You can think of Atomic Data more like a (dynamic) SQL database that offers guarantees about its content type, and a Solid Pod more like a document store that takes in all kinds of content. Most of the differences have to do with how Atomic Schema aims to make linked data easier to work with, but that is covered in the previous RDF chapter.
Atomic Data standardizes state changes (event sourcing)
With Solid, you change a Resource by sending a POST request to the URL that you want to change. With Atomic, you change a Resource by sending a signed Commit that contains the requested changes to a Server.
Event sourcing means that all changes are stored (persisted) and used to calculate the current state of things. In practice, this means that users get a couple of nice features for free:
- Versioning for all items by default. Storing events means that these events can be replayed, which means you get to traverse time / undo / redo.
- Edit / audit log for everything. Events contain information about who made which change at which point in time. Can be useful for finding out why things are the way they are.
- Easier to add query options / indexes. Any system can play-back the events, which means that the events can be used as an API to add new query options / fill new indexes. This is especially useful if you want to add things like full-text search, or some geolocation index.

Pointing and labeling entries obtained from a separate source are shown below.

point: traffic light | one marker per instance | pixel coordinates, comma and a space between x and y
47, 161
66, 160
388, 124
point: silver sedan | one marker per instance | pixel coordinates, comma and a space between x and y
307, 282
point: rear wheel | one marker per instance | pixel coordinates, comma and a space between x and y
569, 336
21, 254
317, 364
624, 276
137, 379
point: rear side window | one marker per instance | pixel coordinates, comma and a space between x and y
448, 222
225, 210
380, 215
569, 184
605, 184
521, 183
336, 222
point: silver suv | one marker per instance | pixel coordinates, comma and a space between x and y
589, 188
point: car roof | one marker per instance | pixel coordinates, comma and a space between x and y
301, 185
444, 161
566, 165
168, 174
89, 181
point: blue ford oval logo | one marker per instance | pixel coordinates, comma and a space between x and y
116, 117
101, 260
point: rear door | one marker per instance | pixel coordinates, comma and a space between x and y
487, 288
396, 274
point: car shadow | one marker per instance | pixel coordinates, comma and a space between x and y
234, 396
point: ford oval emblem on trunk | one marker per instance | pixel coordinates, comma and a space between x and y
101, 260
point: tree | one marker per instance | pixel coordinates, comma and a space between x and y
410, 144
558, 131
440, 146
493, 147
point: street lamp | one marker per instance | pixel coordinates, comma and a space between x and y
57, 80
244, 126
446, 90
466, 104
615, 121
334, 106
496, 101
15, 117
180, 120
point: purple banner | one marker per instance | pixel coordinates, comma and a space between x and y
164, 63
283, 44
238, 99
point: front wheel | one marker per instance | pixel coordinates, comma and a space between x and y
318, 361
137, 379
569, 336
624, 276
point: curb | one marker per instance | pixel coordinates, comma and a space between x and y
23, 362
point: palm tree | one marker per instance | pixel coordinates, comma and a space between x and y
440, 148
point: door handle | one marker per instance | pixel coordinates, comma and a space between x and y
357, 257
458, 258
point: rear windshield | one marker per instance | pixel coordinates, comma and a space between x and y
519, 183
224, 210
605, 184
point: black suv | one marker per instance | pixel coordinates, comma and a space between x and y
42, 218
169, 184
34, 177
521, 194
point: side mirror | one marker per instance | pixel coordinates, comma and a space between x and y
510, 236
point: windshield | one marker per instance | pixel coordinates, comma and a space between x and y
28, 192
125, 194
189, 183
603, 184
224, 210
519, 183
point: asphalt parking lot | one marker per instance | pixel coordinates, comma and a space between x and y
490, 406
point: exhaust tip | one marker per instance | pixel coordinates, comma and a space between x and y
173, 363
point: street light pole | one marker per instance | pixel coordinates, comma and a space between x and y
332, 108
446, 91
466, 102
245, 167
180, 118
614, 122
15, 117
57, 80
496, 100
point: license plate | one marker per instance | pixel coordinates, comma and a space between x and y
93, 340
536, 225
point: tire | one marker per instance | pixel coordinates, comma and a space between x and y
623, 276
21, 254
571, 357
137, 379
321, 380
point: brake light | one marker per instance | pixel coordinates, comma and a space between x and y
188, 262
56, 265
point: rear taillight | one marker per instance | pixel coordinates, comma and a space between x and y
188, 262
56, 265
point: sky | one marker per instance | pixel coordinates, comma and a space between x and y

It also means that, compared to Solid, there is a relatively simple and strict API for changing data.
Atomic Data has a uniform write API.
All changes to data are done by posting Commits to the /commits
endpoint of a Server.
This removes the need to think about differences between all sorts of HTTP methods like POST / PUT / PATCH, and how servers should reply to that.
EDIT: as of december 2021, Solid has introduced .n3 patch
for standardizing state changes. Although this adds a uniform way of describing changes, it still lacks the power of Atomic Commits. It does not specify signatures, mention versioning, or deals with persisting changesets. On top of that, it is quite difficult to read or parse, being .n3
.
Atomic Data is more easily serializable to other formats (like JSON)
Atomic Data is designed with the modern (web)developer in mind. One of the things that developers expect, is to be able to traverse (JSON) objects easily. Doing this with RDF is not easily possible, because doing this requires subject-predicate uniqueness. Atomic Data does not have this problem (properties must be unique), which means that traversing objects becomes easy.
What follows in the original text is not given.